C'est un jeune couple d'Arméniens dont nous taisons l'identité afin de les protéger. Ils ne veulent pas non plus qu'on voie leur visage sur les photos. Ils sont arrivés à Besançon en octobre dernier et un bébé est né le mois suivant. Hébergés par le CAUDA, ils ont appris mardi qu'ils devaient quitter leur chambre ce jeudi matin sans qu'une solution de relogement ne leur soit proposée. Nous avons constaté à 9 h 45 qu'ils quittaient le CAUDA. Ils ont indiqué aux quelques militants du collectif A la Rue venus en urgence pour les soutenir, qu'ils se rendaient au SAAS où ils étaient persuadés de trouver un abri. Mais le SAAS est fermé le jeudi matin et ils ont rebroussé chemin. Ils avaient toujours la chambre du CAUDA pour quelques heures et devaient retourner au SASS à 14 h. Interrogé, un travailleur social du CAUDA confirme : «je ne sais pas s'il y a une solution au SAAS, voyez avec la direction, je ne suis pas le référent de la situation».
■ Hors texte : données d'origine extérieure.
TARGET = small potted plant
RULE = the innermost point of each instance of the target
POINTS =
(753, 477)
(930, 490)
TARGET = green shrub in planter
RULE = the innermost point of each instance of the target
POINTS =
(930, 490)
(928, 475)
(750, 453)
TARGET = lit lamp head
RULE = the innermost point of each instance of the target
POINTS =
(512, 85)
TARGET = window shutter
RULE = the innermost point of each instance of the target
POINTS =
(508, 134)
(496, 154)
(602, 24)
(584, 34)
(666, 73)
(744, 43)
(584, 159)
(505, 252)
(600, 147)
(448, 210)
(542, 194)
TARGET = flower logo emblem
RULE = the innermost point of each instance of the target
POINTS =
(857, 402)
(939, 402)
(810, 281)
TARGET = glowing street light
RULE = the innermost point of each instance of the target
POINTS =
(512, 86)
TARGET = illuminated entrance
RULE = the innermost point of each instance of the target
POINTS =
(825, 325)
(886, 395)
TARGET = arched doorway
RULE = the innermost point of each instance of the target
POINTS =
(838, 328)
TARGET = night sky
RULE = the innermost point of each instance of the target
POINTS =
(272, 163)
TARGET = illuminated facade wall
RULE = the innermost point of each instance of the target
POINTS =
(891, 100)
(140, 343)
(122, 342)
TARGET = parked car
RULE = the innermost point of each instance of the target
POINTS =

Les militants de A la Rue entendaient aider le couple, surtout empêcher un renvoi pur et simple dans la nature. «Vous vous rendez compte ! Avec un bébé de 5 mois ! L'hygiène, les besoins quotidiens, les changes», s'insurge Marie-Noëlle, médecin, «l'état de santé est lié à la précarité et au fait qu'ils peuvent être à la rue». Anna, infirmière, est choquée : «Et s'ils dormaient dehors !»
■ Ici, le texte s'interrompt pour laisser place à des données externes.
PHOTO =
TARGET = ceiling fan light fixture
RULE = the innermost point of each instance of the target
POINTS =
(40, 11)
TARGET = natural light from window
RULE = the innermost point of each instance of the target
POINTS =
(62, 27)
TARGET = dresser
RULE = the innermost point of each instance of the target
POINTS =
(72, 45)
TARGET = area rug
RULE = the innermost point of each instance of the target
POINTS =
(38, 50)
Chantal Lecuyer argumente en droit : «Le CAUDA leur a demandé de libérer la chambre parce que la préfecture fait pression pour avoir des places pour ceux qui arrivent». Elle sort de son cartable des décisions de justice qui confortent ses dires : «des tribunaux administratifs se sont appuyés sur le code de l'action sociale et de la famille (articles L345-2, L345-2-2 et L345-2-3) pour obliger des préfectures à trouver une solution». Maryse Lemarchand insiste : «On n'est pas des caritatifs, on est dans le droit».
A entendre Pierre Couchot, du collectif A la Rue, les deux jeunes Arméniens ont fui leur pays après avoir été dépossédés de leur bien et outil de travail, une station service florissante située entre Erevan et Etchmiadzin, par des «mafieux» proches d'un oligarque au pouvoir. «Mon dossier est béton», assure le militant en résumant la situation : «ils ont été rackettés parce que ça marchait bien : une proposition de rachat pour 15.000 euros. Ils ont répondu qu'ils étaient d'accord pour vendre, mais pas à ce prix. A partir de là, ils ont eu des problèmes, Sassoun a été tabassé, hospitalisé... Ils ont dû partir». S'exiler.
En début d'après-midi, les militants sont revenus à la charge au CAUDA : «on nous a redit que la famille devait quitter les lieux aujourd'hui, signaler sa situation au SAAS alors qu'ils savent que le dispositif est saturé. Le CAUDA fait un signalement de rupture d'hébergement à la DDCSPP...» Du coup, le collectif s'est rendu à la préfecture «où tout se décide», une précédente démarche ayant conduit à une solution pour une autre famille. Au service immigration, il a été indiqué aux militants humanitaires qu'une décision devait être prise ce jeudi, sans plus de précision. «On peut supposer qu'ils pourront être relogés dans l'ancien service de la Mère et l'Enfant de l'ancien hôpital Saint-Jacques», expliquait Viviane Camus à 16 h 30.